I
Vêpres
les vêpres
sont ainsi appelées de l’étoile occidentale
qui suit
immédiatement
le coucher du soleil et précède
l’obscurité
qui suit
Les vêpres
sont le coucher de soleil de l’Occident
qui est annoncé depuis plus d’un siècle et qui est donc maintenant définitivement accompli.
Nous sommes donc dans l’obscurité qui suit le coucher du soleil, dont le crépuscule est la première figure.
Il est remarquable que depuis que Spengler a établi son diagnostic irréfragable, pas un seul lecteur intelligent n’en ait contesté la validité.

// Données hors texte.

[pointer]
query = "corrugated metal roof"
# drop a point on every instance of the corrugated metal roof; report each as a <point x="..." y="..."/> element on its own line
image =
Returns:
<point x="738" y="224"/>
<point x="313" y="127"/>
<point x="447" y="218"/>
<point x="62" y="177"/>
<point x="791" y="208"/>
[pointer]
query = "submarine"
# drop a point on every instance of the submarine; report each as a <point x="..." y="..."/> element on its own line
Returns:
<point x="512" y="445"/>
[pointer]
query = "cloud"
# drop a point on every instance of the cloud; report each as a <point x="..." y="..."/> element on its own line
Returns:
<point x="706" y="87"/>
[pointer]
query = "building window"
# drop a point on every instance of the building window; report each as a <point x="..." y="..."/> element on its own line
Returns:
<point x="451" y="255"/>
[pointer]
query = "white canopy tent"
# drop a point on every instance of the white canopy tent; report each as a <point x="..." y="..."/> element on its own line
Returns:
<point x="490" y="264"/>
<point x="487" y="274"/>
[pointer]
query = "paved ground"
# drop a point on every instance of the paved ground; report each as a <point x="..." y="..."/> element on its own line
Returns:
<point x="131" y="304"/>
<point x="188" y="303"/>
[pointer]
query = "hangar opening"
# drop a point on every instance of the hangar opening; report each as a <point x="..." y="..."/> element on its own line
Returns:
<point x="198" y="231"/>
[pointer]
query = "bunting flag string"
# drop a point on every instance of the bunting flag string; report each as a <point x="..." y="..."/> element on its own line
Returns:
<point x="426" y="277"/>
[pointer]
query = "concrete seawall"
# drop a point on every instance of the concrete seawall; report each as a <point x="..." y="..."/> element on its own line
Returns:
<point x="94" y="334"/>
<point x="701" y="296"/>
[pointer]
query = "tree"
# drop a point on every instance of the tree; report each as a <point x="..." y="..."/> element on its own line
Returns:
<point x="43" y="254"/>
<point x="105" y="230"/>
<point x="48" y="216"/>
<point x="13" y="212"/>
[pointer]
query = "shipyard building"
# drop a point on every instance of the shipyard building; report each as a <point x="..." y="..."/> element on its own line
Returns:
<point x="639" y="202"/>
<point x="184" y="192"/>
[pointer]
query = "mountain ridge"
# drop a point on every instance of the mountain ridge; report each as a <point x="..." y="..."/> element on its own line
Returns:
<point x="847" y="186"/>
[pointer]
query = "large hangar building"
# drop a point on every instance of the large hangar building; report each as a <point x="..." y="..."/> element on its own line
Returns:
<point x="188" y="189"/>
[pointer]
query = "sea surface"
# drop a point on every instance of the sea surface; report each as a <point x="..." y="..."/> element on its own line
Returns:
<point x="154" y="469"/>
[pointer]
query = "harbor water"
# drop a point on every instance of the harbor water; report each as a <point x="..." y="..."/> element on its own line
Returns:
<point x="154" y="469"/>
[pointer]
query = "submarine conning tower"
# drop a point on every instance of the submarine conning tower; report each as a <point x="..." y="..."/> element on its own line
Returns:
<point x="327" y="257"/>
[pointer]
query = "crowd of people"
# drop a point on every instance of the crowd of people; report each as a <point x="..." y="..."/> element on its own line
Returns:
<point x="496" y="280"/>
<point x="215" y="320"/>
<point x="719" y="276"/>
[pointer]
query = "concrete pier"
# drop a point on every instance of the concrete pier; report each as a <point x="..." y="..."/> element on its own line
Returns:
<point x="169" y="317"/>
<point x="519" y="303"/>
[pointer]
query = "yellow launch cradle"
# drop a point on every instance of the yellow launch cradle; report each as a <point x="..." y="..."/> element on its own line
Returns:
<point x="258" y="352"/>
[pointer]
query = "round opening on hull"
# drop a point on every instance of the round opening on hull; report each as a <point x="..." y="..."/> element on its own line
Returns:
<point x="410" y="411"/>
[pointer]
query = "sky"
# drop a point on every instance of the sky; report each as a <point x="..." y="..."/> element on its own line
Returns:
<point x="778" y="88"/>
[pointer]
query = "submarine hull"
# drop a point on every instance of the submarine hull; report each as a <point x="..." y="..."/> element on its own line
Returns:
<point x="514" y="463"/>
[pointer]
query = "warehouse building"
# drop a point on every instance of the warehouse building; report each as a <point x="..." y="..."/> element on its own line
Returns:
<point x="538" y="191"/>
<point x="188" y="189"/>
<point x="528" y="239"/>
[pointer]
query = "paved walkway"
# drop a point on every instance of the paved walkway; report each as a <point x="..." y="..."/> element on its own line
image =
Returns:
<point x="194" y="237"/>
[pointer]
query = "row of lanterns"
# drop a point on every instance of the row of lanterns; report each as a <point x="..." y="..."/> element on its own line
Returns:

Le sentiment que l’Occident était mûr pour le coucher du soleil était alors comme aujourd’hui un sentiment répandu, même si, alors comme aujourd’hui, nous prétendons que tout continue comme avant.
Penser la fin, et même être capable de la représenter, est en effet une tâche difficile, pour laquelle nous manquons de termes adéquats.
Les anciens et les chrétiens des premiers siècles, qui s’attendaient à une fin du monde imminente, bien qu’incalculable, ont imaginé une catastrophe sans précédent, après laquelle un monde nouveau — un nouveau ciel et une nouvelle terre — commencerait.
Le fait est que penser la fin comme un événement ponctuel, après lequel tout — même le temps — cesserait, offre si peu à la pensée, que nous préférons imaginer sans nous en rendre compte une sorte de temps supplémentaire, dans lequel nous — qui nous le représentons — ne sommes pas là.
Spengler, quant à lui, envisageait une morphologie de l’histoire, dans laquelle les civilisations et, dans le cas exemplaire, l’Occident, dont la disparition coïnciderait "avec une phase de l’histoire s’étendant sur plusieurs siècles et dont nous vivons actuellement le début".
L’hypothèse que je voudrais suggérer est que l’Occident inclut le coucher du soleil non seulement dans son nom, mais aussi dans sa structure même — qu’il est, c’est-à-dire, du début à la fin, une civilisation vespérale.
Les vêpres, l’étoile de l’Occident, continuent de briller tout au long de la nuit que nous croyons traverser et dans laquelle nous vivons plutôt ; le coucher du soleil — être à la fin à tout moment — est la condition normale de l’homme occidental.
C’est pourquoi sa nuit n’attend ni le dilucule ni l’aube.
Mais le coucher de soleil, cette crise sans fin qu’il poursuit et utilise comme une arme fatale qu’il tente par tous les moyens de dominer, lui échappe et finira par se retourner, comme elle le fait déjà, contre lui.
La sécurité est devenue son mot d’ordre car l’Occident ne se sent plus en sécurité depuis longtemps.